Shaniqua
- Pronunciation: /ʃəˈniːkwə/ shə-NEE-kwə
- Gender: Female
- Language: English

Origin
- Meaning: None (invented)
- Region of origin: United States (African-American community)

Other names
- Alternative spelling: Chanequa, Chineequa, Shanequa, Shenequa, Sheniqua
- Variant forms: Chanique, Shanica, Shanique, Shenique, Shinique
- Related names: African-American names

= Shaniqua =

Female given name

Shaniqua is a female given name, originating in the African-American community, gaining popularity beginning in the 1970s and peaking in the early 1990s. It is often given as the prototypical example of a "ghetto name", i.e. a name likely to belong to low-income African-Americans, and has been used in racism-related incidents to stereotype "rude" Black women.

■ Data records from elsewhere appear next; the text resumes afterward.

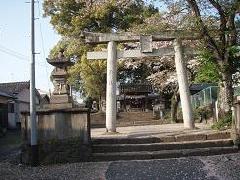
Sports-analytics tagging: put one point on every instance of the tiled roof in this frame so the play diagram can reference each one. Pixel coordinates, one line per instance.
(3, 94)
(14, 87)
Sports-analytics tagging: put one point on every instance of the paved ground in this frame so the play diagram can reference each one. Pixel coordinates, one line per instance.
(152, 131)
(221, 167)
(10, 143)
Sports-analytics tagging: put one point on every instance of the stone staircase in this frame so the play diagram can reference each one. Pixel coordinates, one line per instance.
(115, 149)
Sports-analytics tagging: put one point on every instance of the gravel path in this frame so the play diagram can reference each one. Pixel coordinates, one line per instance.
(221, 167)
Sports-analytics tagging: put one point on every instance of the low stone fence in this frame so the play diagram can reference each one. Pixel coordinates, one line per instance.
(63, 136)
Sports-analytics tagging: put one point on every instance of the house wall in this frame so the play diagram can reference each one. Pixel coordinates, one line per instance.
(3, 100)
(3, 115)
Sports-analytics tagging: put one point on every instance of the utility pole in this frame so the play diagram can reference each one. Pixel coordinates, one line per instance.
(34, 145)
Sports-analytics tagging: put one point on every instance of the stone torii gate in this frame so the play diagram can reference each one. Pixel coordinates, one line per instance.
(146, 50)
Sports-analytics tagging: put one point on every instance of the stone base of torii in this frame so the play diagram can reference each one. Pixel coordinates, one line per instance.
(146, 50)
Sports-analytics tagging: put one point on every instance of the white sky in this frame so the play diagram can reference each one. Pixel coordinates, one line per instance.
(15, 43)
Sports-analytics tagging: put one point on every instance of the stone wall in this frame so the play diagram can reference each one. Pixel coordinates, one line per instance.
(63, 136)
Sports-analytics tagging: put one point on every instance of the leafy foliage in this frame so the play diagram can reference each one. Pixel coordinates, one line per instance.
(71, 17)
(208, 71)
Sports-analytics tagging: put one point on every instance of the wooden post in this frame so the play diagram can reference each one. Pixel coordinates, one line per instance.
(183, 85)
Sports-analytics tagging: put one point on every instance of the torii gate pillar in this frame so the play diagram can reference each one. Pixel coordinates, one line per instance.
(111, 87)
(183, 85)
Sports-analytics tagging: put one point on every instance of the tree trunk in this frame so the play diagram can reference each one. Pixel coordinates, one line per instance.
(174, 106)
(225, 97)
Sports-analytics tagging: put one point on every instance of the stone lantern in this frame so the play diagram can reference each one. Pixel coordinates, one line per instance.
(61, 95)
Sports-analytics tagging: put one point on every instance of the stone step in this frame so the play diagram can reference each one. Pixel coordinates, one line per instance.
(141, 155)
(104, 148)
(127, 123)
(170, 138)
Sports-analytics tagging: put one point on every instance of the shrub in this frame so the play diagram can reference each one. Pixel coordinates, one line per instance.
(223, 123)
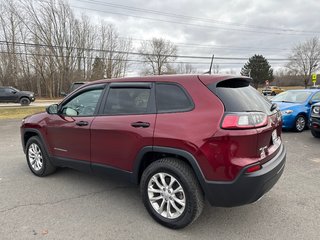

== People with the name Shaniqua or close variations ==
- Chamique Holdsclaw (born 1977), American WNBA player
- Chanequa Walker-Barnes, American theologian and psychologist
- Chanique Rabe (born 1997), Namibian model and fashion designer
- Linda Miles (born 1978), American professional wrestler who went by the name Shaniqua
- Shanica Knowles (born 1990), American actress and singer
- Shaniqua Okwok, British actress
- Shaniqua Tompkins, former partner of rapper 50 Cent
- Shanique Dessing (born 2000), Dutch footballer
- Shanique Speight (born 1978), American politician
- Sheniqua Ferguson (born 1989), Bahamian sprinter
- Sheniqua "Nikki" Greene (born 1990), American basketball player
- Sheniqua Thomas (born 1998), Barbadian netball player
- Shenique Fortune, Antigua and Barbuda politician
- Shinique Smith (born 1971), American visual artist

== Other uses ==
- "Shaniqua" (song), a 2001 hip-hop song that achieved minor commercial success.
- The name was the namesake of the 2016 documentary Searching for Shaniqua, directed by an Old Dominion University English language professor. According to Vibe magazine journalist Shenequa Golding, the documentary was well-received, exploring the stereotypes surrounding this name often given to Black children and the difficulties faced by those bearing the name. It won the 2016 HBO Best Documentary at Martha's Vineyard African American Film Festival.